Updated COVID-19 Booster Shots for Over-12s Expected Within Few Weeks: White House Official

Updated COVID-19 Booster Shots for Over-12s Expected Within Few Weeks: White House Official
White House COVID-19 Response Coordinator Dr. Ashish Jha speaks to reporters during a press briefing at the White House in Washington on July 25, 2022. (Anna Moneymaker/Getty Images)
Katabella Roberts

The newly-updated COVID-19 booster shots targeting the latest Omicron variants of COVID-19 will be available to Americans over the age of 12 in the coming weeks, White House COVID-19 Response Coordinator Dr. Ashish Jha said on Wednesday.

"I believe it’s going to be available and every American over the age of 12 will be eligible for it," Jha told NBC News, adding that the booster jab will be available to teens and adults "in a few short weeks."

The availability of the newly-updated shots will depend on whether they are cleared for authorization as expected by the Food and Drug Administration and Centers for Disease Control and Prevention, Jha said earlier this week.

If authorized, the booster jabs could be available by the start of September at the earliest.

"We're going to know more about this in the upcoming weeks and these vaccines will become available by early- to mid-September," Jha said at an event hosted by the U.S. Chamber of Commerce Foundation, ABC News reported.

"But the big picture, bottom line, is these are substantial upgrades in our vaccines," Jha added. "And those vaccines are coming very, very soon."

U.S. drug regulators recommended in June that vaccine makers reformulate their shots to include components of BA.5 and BA.4, another Omicron subvariant.

Newly-Updated Boosters Will 'Work Much Better'

The newly-formulated booster shots target both BA.4 and BA.5, as well as the original strain of the virus.
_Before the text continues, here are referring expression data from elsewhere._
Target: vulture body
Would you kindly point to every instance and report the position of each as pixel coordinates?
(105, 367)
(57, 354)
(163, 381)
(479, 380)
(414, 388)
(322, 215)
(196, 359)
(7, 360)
Presently, BA.4 and BA.5 appear to be the most vaccine-evasive strains of the virus and also largely bypass immunity from a previous infection.
As of Aug. 18, BA.5 cases account for 88.8 percent of all COVID-19 cases in the United States, followed by BA.4 (5.3 percent) and a newer version of BA.4 known as BA4.6 (5.1 percent), according to the Centers for Disease Control and Prevention.
As cases continue to rise, the Biden administration has signed a $1.74 billion federal contract with Moderna to supply 66 million initial doses of the company's "bivalent" booster shot. It has also signed a $3.2 billion agreement with Pfizer for another 105 million shots.

Both contracts with Pfizer and Moderna include options that enable the government to purchase millions more doses down the line, should they need to, and should they secure the money to do so.

Jha said on Tuesday that he expects the shots to "work much better at preventing infection transmission and serious illness" than the current boosters.

"What's really limited us is a lack of resources, but we are pulling from other high-priority items. So my hope is that we're gonna be able to have this for every single adult in America. We will know more about that in the upcoming weeks I think," Jha added.

The new booster shots come as demand for them has dropped, with roughly 108 million people in the United States receiving their first booster shot, according to CDC data.